Credit Claiming and the Minimum Wage

For better or for worse, it looks like we are on course for a 40% bump in the minimum wage–from $5.15/hr to $7.25/hr, whether or not it ends up being tied to estate tax cuts and other goodies for the GOP base. As both Jon Henke and Mike Munger note, empirical research in economics has shown little evidence for an effect on employment either way; that said, Henke finds Democrats’ favorite economist to be rather skeptical on the benefits of a minimum wage hike:

Paul Krugman has made two more important points on the topics. First, if you’re trying to help the poor, then “raising minimum wages is at best a crude and double-edged strategy”. It’s not targeted, it distorts markets and it leaves the neediest and least skilled without the higher minimum wage or the lower minimum wages. Second:

So what are the effects of increasing minimum wages? Any Econ 101 student can tell you the answer: The higher wage reduces the quantity of labor demanded, and hence leads to unemployment. This theoretical prediction has, however, been hard to confirm with actual data. […] [T]he centrist view is probably that minimum wages “do,” in fact, reduce employment, but that the effects are small and swamped by other forces.

Leaving aside the moral and efficiency objections to the minimum wage, I tend to doubt that a modest increase from current levels will lead to much unemployment, but it will certainly reduce the demand for labor over time.

Munger also discusses why the minimum wage hasn’t been indexed to inflation (unlike, say, congressional salaries):

Politicians wouldn’t be able to claim credit for an index, a one-time solution that actually fixes the minimum wage in real terms. This way, without indexation, they (the supporters) get to look like big heroes.

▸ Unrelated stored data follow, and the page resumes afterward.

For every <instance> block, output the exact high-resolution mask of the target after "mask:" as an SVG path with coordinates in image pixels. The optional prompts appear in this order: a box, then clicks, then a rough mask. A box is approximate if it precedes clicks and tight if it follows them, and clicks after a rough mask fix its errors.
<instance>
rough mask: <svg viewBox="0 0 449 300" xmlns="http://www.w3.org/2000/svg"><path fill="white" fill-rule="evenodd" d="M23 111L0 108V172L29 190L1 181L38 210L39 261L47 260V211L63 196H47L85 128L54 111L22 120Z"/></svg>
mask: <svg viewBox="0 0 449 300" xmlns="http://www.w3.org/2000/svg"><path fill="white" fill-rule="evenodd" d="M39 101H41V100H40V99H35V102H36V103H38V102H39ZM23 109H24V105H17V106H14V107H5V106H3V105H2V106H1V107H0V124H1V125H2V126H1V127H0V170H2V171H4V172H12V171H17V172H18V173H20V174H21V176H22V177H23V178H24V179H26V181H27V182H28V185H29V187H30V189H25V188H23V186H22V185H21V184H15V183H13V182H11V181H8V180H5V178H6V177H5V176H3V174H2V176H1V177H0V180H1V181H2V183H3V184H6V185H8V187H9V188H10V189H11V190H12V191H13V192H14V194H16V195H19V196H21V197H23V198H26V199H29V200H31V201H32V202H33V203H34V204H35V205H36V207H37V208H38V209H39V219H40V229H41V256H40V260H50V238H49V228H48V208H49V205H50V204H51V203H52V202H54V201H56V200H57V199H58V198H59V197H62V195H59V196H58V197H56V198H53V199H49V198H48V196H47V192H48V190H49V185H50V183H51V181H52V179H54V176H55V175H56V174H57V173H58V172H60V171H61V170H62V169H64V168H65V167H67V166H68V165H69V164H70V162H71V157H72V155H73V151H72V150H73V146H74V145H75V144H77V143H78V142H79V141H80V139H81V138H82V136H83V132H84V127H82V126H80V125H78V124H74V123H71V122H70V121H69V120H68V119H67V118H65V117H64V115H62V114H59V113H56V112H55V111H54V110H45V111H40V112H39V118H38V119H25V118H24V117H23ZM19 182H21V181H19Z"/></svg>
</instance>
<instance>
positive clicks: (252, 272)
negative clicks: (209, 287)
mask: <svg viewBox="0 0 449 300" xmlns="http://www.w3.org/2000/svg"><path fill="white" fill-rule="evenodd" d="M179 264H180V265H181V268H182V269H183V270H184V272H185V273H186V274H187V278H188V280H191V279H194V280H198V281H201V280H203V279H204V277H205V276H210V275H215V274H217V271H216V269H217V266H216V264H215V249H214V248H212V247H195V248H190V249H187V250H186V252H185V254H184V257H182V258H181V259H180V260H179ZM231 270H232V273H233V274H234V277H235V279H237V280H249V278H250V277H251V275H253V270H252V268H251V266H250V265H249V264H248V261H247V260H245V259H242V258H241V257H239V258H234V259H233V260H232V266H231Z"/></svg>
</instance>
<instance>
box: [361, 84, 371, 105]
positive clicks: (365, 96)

And, the more the increases get dragged out, and the bigger the consequent increase (which really only restores the minimum wage to its previous real value), the bigger the heroism. …

In short, the minimum wage combined with secular inflation is a nearly perfect job security device for liberal members of Congress: we will fight for a wage increase, for YOU! But we will not fight for indexation, which would make you outgrow your need for us. We need to be needed.

I tend to agree with most economists that hiking the Earned Income Tax Credit (essentially Friedman’s “negative income tax”) would probably be more effective in helping the working poor–in large part because the working poor are going to be most hard-hit after a minimum wage hike by the inevitable price increases (and/or reduced service) by low-cost retailers like Wal-Mart and KMart. If we’re going to have a state-mandated welfare program for low-skilled workers (whether we call it the “minimum wage” or “EITC”), I’d much rather see the burden fall on income taxpayers than disproportionately on those the wage hike is intended to help.

FILED UNDER: 2006 Election, Blogosphere, Congress, Economics and Business, Political Theory, US Politics, , , , , , , , , , , , ,
Chris Lawrence
About Chris Lawrence
Chris teaches political science at Middle Georgia State University in Macon, Georgia. He has a Ph.D. in political science (with concentrations in American politics and political methodology) from the University of Mississippi. He began writing for OTB in June 2006. Follow him on Twitter @lordsutch.

Comments

  1. Richard Gardner says:

    This bill was on my list of possible post topics, but your post allows me to focus on a comment instead, The bill is a typical combination of omnibus topics such that if you vote for or against it, fault can be found. There are seven (7) states where the opposition is massive because it declares a nationwide manner in which tips shall be handled.

    In WA State, and 6 others, all service employers must be paid minimum wage (and WA State is the highest), and tips are to the employee (less disbursements to other service staff like bar backs, bus boys, etc). In the other 43 states, the employer may pay under minimum wage if the tips make up the difference.

    So in these 7 states, a vote YES would mean a vote to reduce the wages of service employees hat receive tips (waiters, pizza delivery, etc). And the Feds are telling the states how to handle their non-interstate commerce (not to include bars and pizza joints on the borders).

    This is so significant that the WA State Senators voted against this Omnibus, even though it would have extended the IRS deduction of State Sales Tax (at 8.5-8.8%) while other states are allowed to deduct state income tax (0% for WA). http://www.nwcn.com/topstories/stories/NW_080306WABminumumwagesEL.8302e83.html

    (I think both deductions should be removed, and definitely see no reason why I as a WA resident with a high sales tax should subsidize another state, Oregon, with no sales tax, and a high income tax).

    I used to live in a country where tipping was considered an INSULT, it means that the business obviously isn’t paying its workers enough. However, lately in the USA I see tip jars in fast food restuarants (and many other locations, like the gas station).